Ebû Talha El-ensarî (radıyallahü Anh)
"Ben harbe gidiyorum!"70 yaşında bulunduğu sırada, bir gün Berâe (Tevbe) sûresini okurken 41'inci: "Ey mü'minler gerek hafif (süvari) gerek ağırlıklı (piyâde) olarak seferber olun ve mallarınızla canlarınızla Allah yolunda muharebe edin! Eğer bilirseniz, bu sizin için pek hayırlıdır" âyet-i kerimesi gelince, şecaat ve kahramanlık damarı kabarıp;
-Rabbim beni gerek gençliğimizde, gerekse ihtiyarlığımda kâfirler ile harbe ve cihada davet ediyor. Çabuk beni harp için techiz ediniz ve yolculuk için lâzım olacak şeyleri hazırlayınız. Harbe gideyim, dedi.
"Şimdi sıra bizdedir!"
Oğulları da;
-Ey Babacığım! Resûlullah ile birlikte, O âhirete göç edinceye kadar cihadda bulundun. Sonra da Hz. Ebû Bekir ile Hz. Ömer zamanlarında harblere katıldın. Şimdi harb etmek sırası bizimdir. Sen otur, biz gidelim, dediler ise de, Hz. Ebû Talha;
-Hayır, hayır! Ben gideceğim, diyerek evvelki sözünden vazgeçmedi.

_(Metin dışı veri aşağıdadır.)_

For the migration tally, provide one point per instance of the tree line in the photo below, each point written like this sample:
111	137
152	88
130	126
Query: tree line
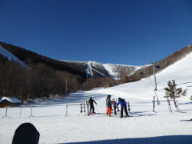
42	81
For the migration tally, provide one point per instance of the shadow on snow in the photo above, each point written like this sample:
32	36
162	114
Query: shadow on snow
175	139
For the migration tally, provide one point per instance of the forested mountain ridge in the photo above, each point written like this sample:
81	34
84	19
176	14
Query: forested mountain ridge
46	77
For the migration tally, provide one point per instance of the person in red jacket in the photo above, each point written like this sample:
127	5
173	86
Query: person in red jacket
109	105
91	101
123	104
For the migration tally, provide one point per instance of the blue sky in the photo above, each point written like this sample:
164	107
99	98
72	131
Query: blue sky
133	32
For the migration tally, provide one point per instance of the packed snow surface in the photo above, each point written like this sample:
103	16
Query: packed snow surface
59	120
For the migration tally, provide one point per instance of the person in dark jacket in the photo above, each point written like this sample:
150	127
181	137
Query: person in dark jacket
114	104
91	101
123	104
109	105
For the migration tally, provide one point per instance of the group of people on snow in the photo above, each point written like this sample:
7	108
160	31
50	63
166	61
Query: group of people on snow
111	104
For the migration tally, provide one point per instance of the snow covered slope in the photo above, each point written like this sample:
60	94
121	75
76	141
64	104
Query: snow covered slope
144	126
10	56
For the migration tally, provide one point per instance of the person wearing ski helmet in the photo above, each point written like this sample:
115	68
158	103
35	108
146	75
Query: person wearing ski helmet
108	104
123	104
91	103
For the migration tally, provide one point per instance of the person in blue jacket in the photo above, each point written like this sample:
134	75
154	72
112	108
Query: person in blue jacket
123	104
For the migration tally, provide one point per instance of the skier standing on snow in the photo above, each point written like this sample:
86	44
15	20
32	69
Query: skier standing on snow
114	104
109	106
91	101
123	104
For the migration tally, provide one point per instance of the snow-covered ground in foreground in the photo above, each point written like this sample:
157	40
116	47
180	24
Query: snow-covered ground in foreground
144	126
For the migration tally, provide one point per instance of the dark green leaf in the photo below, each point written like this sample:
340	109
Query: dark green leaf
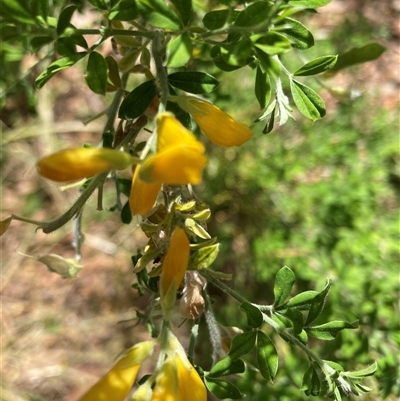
100	4
255	14
113	71
219	61
284	281
227	366
267	357
39	41
369	52
126	215
223	389
179	51
126	10
311	382
242	344
193	82
270	123
299	35
317	304
307	101
254	315
262	87
317	66
64	19
328	331
136	103
184	9
217	19
125	186
158	14
309	3
57	66
273	43
97	73
296	318
301	301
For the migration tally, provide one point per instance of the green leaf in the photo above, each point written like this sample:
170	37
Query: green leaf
255	14
320	64
217	19
242	344
311	382
126	215
262	87
126	10
357	55
125	186
64	19
309	3
223	389
113	71
328	331
203	257
307	101
272	43
136	103
317	304
254	315
158	14
267	357
284	281
301	301
219	61
193	82
300	37
57	66
179	51
39	41
225	367
100	4
97	73
184	9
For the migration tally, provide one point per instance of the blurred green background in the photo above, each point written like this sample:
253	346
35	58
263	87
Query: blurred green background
320	198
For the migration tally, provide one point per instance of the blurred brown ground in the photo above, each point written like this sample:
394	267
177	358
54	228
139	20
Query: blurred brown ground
59	336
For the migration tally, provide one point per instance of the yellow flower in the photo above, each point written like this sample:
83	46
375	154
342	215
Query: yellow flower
178	380
117	382
173	269
218	126
75	164
143	195
180	156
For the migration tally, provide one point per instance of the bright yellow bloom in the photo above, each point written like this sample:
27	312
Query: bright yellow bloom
173	269
179	381
218	126
117	382
143	195
75	164
180	156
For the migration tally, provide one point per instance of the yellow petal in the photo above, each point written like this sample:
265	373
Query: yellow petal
171	133
218	126
173	269
75	164
167	386
179	165
143	195
117	382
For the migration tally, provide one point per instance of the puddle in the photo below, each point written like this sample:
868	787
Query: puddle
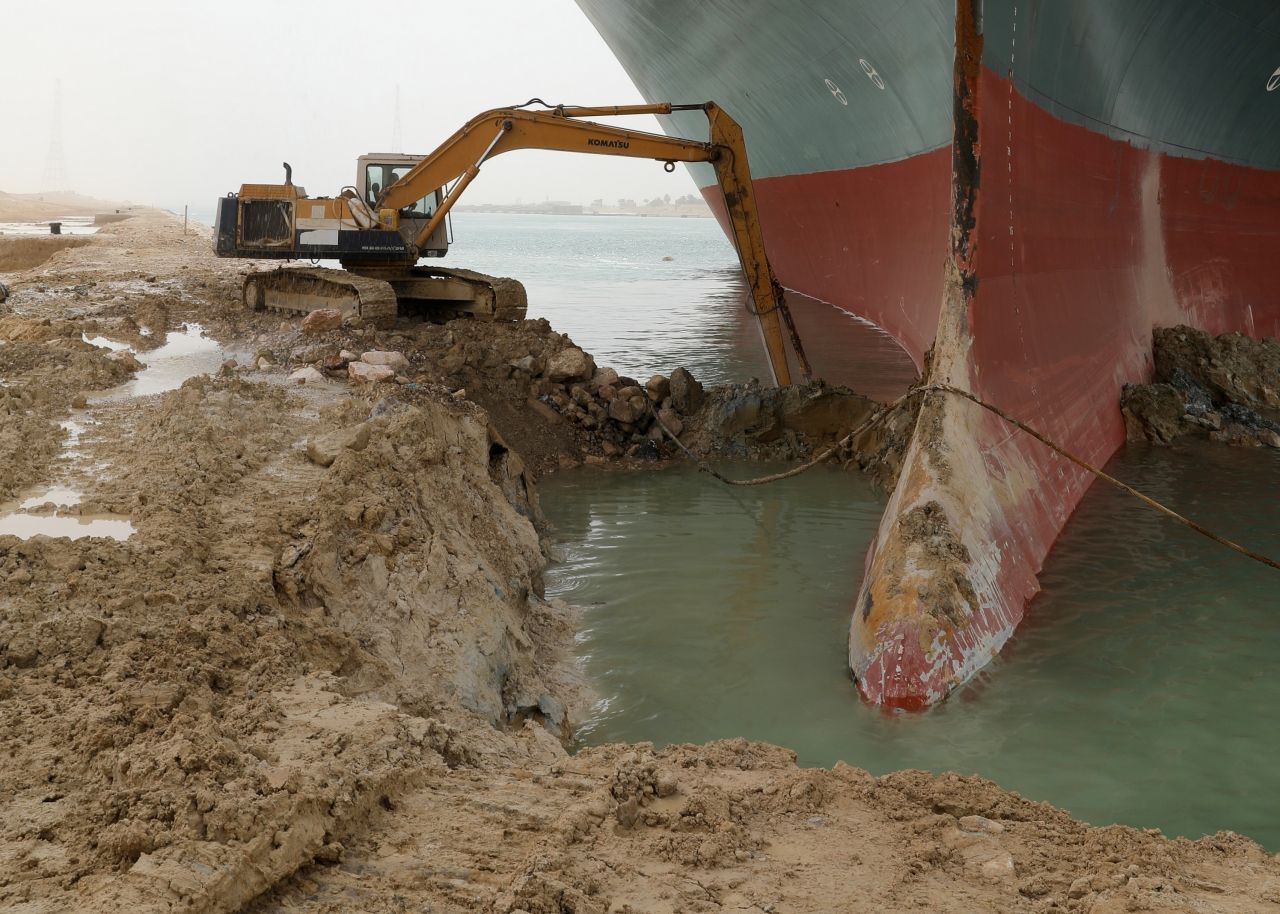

Bir deniz harbi için hazırlanan orduya katıldı, fakat gemiye bindikten ve denize açıldıktan bir müddet sonra vefât etti.
Cesedi bozulmadı!..
Vefâtından sonra yedi gün kara parçası bulunamadığı için defnedilemedi, bu kadar uzun süre dışarıda kalmasına rağmen sanki hayatta imiş gibi mübârek cesedinin bozulmadığı görüldü. Gemi sahile yanaşınca karada bir yere defnedildi.
Ebû Talha el-Ensari'nin naklettiği bir hadis-i şerifte Resulullah efendimiz buyurdu ki: "Melekler, içinde köpek ve resim bulunan eve girmez."